Peter’s fall was not instantaneous, but gradual. Self-confidence led him to the belief that he was saved, and step after step was taken in the downward path, until he could deny his Master. Never can we safely put confidence in self or feel, this side of heaven, that we are secure against temptation. Those who accept the Saviour, however sincere their conversion, should never be taught to say or to feel that they are saved. This is misleading. Every one should be taught to cherish hope and faith; but even when we give ourselves to Christ and know that He accepts us, we are not beyond the reach of temptation…. Only he who endures the trial will receive the crown of life (James 1:12).

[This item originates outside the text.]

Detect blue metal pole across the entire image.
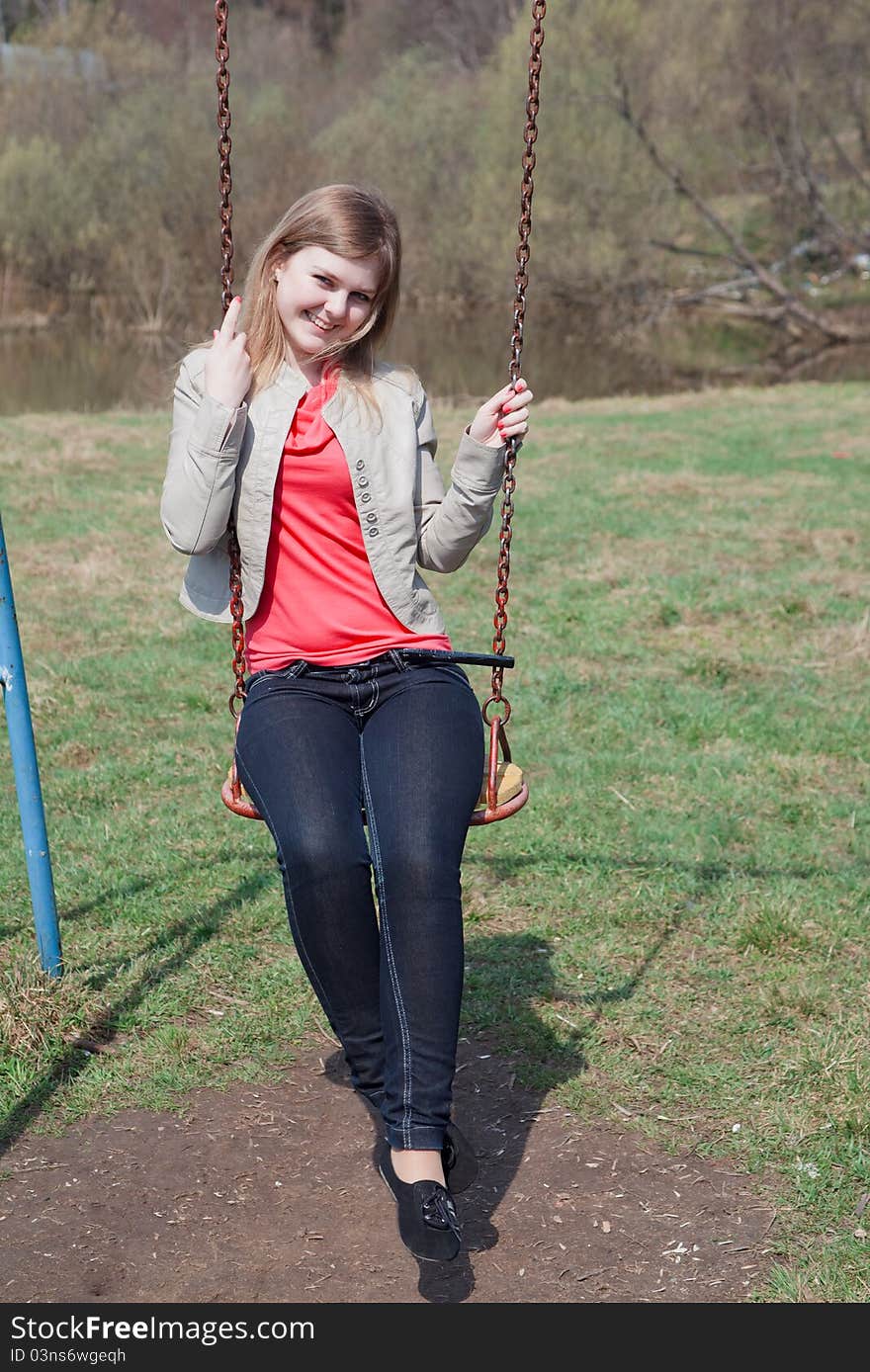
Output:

Those who accept Christ, and in their first confidence say, I am saved, are in danger of trusting to themselves…. We are admonished, “Let him that thinketh he standeth take heed lest he fall” (1 Corinthians 10:12). Our only safety is in constant distrust of self, and dependence on Christ.
There are many who profess Christ, but who never become mature Christians. They admit that man is fallen, that his faculties are weakened, that he is unfitted for moral achievement, but they say that Christ has borne all the burden, all the suffering, all the self-denial, and they are willing to let Him bear it. They say that there is nothing for them to do but to believe; but Christ said, “If any man will come after me, let him deny himself, and take up his cross, and follow me” (Matthew 16:24)….
We are never to rest in a satisfied condition, and cease to make advancement, saying, “I am saved.” When this idea is entertained, the motives for watchfulness, for prayer, for earnest endeavor to press onward to higher attainments, cease to exist. No sanctified tongue will be found uttering these words till Christ shall come, and we enter in through the gates into the city of God. Then, with the utmost propriety, we may give glory to God and to the Lamb for eternal deliverance.